World’s second largest containerline, Mediterranean Shipping Company (MSC), has continued to aggressively buy up secondhand tonnage to add to its fleet, and are still being linked with two more lucrative deals by brokers.
The Swiss-headquartered MSC has so far, snapped up 2000-built 1,730 teu feeder boxship Amanda D, acquired from Peter Dohle Schiffahrts for an undisclosed price. The vessel has been renamed MSC Panaya, and like many of MSC’s recent purchases, it was previously on charter to the line.
Both Advanced Shipping & Trading and Clarksons have also reported that MSC has acquired the 2006-built 5,642 teu boxship Granville Bridge from Japan’s Doun Kisen.

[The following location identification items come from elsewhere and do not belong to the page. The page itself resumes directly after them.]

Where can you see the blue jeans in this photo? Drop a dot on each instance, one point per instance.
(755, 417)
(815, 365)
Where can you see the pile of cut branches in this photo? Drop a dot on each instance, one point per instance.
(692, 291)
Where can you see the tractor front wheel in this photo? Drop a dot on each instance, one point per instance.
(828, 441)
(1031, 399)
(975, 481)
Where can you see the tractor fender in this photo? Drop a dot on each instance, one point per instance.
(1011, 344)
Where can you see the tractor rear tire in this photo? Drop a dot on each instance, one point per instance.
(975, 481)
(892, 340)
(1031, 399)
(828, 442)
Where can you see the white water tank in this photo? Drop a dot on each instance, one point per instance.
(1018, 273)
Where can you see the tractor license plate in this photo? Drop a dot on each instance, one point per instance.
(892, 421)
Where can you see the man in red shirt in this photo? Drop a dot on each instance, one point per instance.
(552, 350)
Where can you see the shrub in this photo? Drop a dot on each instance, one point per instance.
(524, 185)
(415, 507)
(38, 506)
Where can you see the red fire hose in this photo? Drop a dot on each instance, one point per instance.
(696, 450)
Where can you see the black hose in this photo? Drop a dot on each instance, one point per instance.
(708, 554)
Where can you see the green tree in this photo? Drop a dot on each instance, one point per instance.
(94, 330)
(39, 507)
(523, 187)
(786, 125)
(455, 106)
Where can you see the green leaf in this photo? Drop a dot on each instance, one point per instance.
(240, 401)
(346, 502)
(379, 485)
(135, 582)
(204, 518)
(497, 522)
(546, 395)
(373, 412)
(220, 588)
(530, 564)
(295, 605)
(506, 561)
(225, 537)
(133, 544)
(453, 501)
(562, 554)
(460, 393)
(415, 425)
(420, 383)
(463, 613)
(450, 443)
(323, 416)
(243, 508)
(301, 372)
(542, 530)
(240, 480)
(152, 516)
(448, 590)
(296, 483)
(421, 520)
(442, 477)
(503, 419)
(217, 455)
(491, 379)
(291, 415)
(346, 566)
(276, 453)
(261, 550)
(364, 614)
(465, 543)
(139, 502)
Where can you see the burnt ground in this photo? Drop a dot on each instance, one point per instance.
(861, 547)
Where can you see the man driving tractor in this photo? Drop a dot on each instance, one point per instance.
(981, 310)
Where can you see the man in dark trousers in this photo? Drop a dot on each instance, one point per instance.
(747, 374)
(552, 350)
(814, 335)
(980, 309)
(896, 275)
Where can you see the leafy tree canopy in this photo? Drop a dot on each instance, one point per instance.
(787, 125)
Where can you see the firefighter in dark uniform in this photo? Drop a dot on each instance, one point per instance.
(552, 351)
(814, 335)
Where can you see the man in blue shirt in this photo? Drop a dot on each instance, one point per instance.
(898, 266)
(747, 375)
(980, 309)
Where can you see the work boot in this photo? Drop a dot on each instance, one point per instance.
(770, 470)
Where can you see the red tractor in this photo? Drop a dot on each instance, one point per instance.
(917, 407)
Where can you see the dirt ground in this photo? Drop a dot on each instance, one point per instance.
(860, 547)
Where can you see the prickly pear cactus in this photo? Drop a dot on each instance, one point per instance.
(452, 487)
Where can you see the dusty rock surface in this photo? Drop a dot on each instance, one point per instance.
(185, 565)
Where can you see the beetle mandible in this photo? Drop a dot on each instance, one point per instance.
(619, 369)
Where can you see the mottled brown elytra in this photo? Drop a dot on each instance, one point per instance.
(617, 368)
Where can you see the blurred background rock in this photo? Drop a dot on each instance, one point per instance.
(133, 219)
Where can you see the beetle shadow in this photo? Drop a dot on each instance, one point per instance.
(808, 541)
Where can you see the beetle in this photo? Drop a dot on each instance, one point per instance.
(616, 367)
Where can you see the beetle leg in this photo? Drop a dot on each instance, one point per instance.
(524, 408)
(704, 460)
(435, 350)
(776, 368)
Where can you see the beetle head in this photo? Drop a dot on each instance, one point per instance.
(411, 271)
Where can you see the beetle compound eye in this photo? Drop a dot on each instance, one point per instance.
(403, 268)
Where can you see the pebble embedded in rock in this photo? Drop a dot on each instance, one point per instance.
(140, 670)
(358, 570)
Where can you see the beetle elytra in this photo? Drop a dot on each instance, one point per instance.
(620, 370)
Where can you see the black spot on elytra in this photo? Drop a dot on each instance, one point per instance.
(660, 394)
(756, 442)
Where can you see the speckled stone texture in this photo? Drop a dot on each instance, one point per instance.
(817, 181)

Again, the price was not disclosed. The vessel is a sister ship of the Grenville Bridge, recently reported as sold by the Japanese company to MSC for $14m.
Earlier in the month, it was reported that MSC had purchased of six German boxships ranging in capacity from 7,849 to 8,500 teu for an en-bloc price of $158m.
MSC has also been named by brokers as the buyer of the 2005-built 4,800 teu boxship Baltic East from Sinokor Maritime for $12m and has also reportedly acquired the 2006-built 2,490 teu Bomar Hermes from Borealis Finance for an undisclosed price.
It has also bought the 2,000-built 2,506 teu EM Athens from Euroseas, renaming it MSC Malena. If all of the reported deals are confirmed, MSC’s owned fleet will sit at around 206 vessels.
A spokesman for MSC declined to comment on the broker reports, but added that:
“MSC is currently focused on the largest container shipping fleet investment programme in the industry in terms of the ultra-large low-carbon-design new-buildings, which have been entering its service networks since 2019, helping to minimise energy demand and maximise efficiency.”
Analysts Sea-Intelligence suggested in a report last week that MSC might soon overtake Maersk as the world’s largest carrier.